Japanese-American orchestral conductor

Sarah Hatsuko Hicks (born ) is an American orchestral conductor. Since 2009, she has been the Principal Conductor of Live at Orchestra Hall for the Minnesota Orchestra, and also serves as Staff Conductor at the Curtis Institute of Music.

==Early life and education==
Hicks was born in Tokyo. Her father Richard was an American lawyer and her mother Kazuko was a classical Japanese dancer. She grew up in Honolulu, Hawaii, where she learned violin and piano, graduating from the Punahou School in 1989. In 1993, Hicks graduated magna cum laude from Harvard University with an Bachelor of Arts degree in music, winning the Thomas Hoopes Prize for undergraduate theses and the Doris Cohen Levy Prize for conducting.
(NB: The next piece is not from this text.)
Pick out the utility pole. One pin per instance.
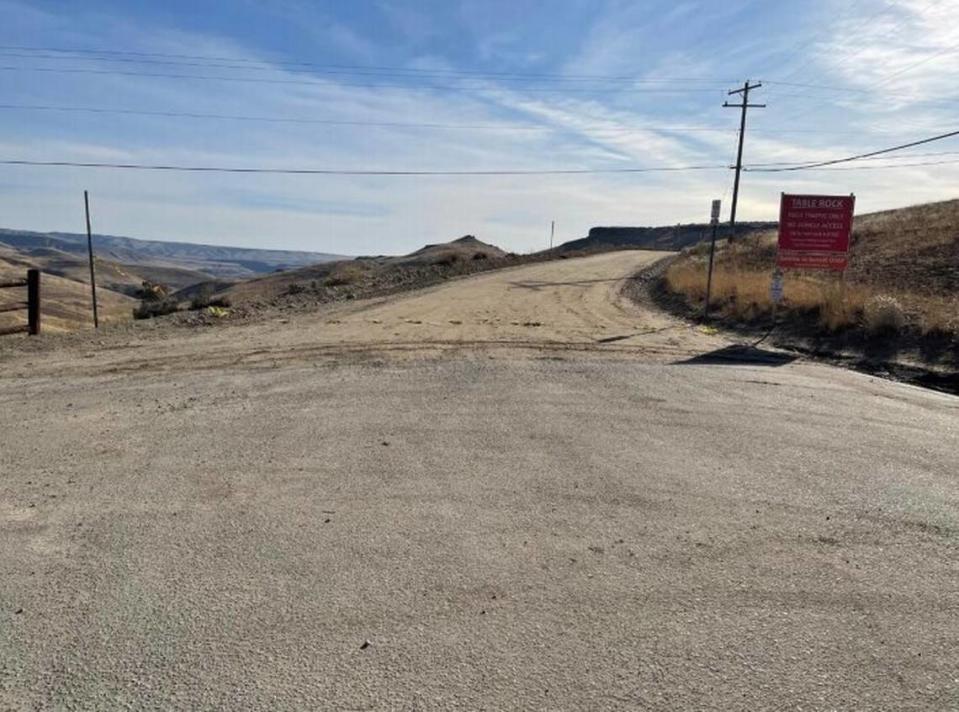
(745, 106)
(93, 275)
(714, 222)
She then studied at the Curtis Institute of Music, winning a Presser Award and graduating with an Artist's Degree in conducting.

==Career==
Hicks previously served as Associate Conductor of the North Carolina Symphony, Associate Conductor of the Richmond Symphony Orchestra, Resident Conductor of the Florida Philharmonic, and Assistant Conductor of the Philadelphia Singers, the chorus of the Philadelphia Orchestra. After graduating from Curtis, she was for one season assistant conductor to the Verbier Festival Orchestra, training with James Levine.
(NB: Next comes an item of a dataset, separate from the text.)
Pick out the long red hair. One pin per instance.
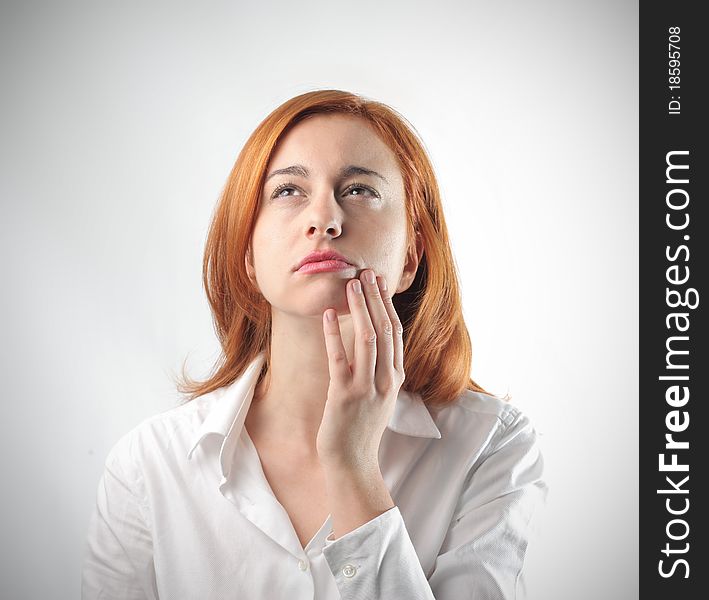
(437, 348)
As a guest conductor, Hicks has appeared with the Philadelphia Orchestra, Chicago Symphony Orchestra, San Francisco Symphony, Cleveland Orchestra, Boston Pops, Atlanta Symphony, Florida Orchestra, Los Angeles Philharmonic, Milwaukee Symphony, Detroit Symphony Orchestra, National Symphony Orchestra, Danish National Symphony Orchestra, Melbourne Symphony, Tokyo Philharmonic, St. Petersburg Philharmonic, Royal Liverpool Philharmonic, the Orchestra of Teatro La Fenice, the Orchestra Society of Philadelphia, and the Toronto Symphony Orchestra.
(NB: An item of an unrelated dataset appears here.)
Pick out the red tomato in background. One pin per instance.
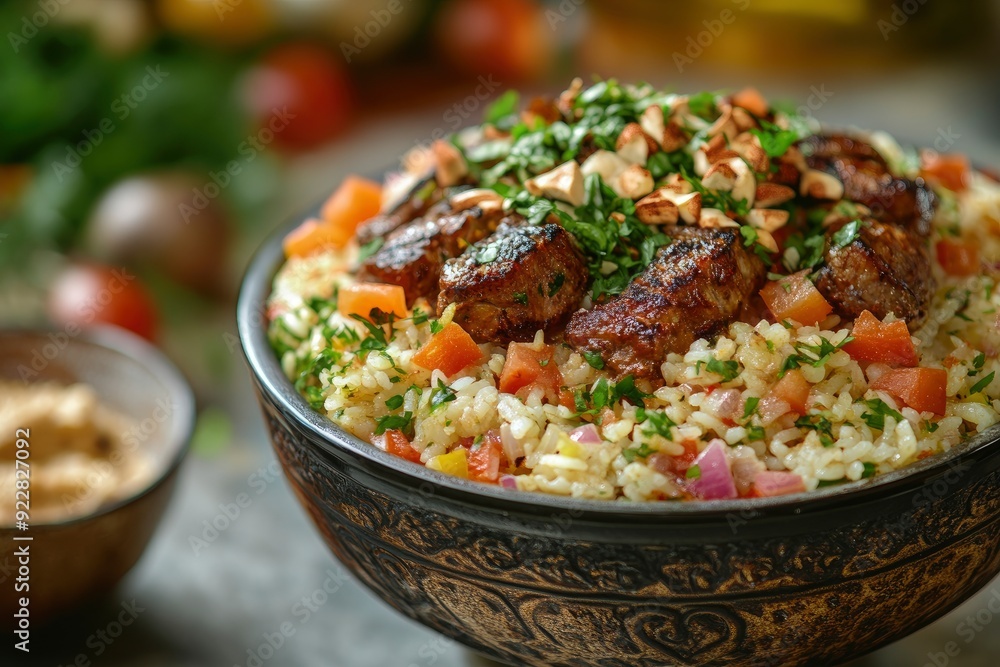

She has collaborated with many artists including Dmitri Hvorostovsky, Rufus Wainwright, Jaime Laredo, Hilary Hahn, Ben Folds, Smokey Robinson, King Gizzard and the Lizard Wizard, and Sting, for whom she served as conductor on the final leg of his Symphonicities Tour. In June 2012 she conducted the opening concert of the St. Petersburg International Economic Forum, in a program featuring Dmitri Hvorostovsky, Sumi Jo and Jackie Evancho. She has conducted some famous film music scores with the Danish National Symphony Orchestra, including a concert of masterpieces by Italian composer Ennio Morricone and his Dollars Trilogy, as well as works by Nino Rota. This concert was released in 2018 as an album and has been broadcast worldwide. Her other recordings include "Chime" with rap artist Dessa, as well as an album of new concertos, "Triple Doubles".

Hicks is a specialist in the live to film genre and since 2019 has been a consultant for Disney Concerts. Her film concerts can be found on Disney+. She has also worked on an Intel gaming project with gamer DrLupo.

==Personal life==
Hicks lives in San Francisco with her husband, horn player Paul LaFollette, whom she met while studying at the Curtis Institute of Music.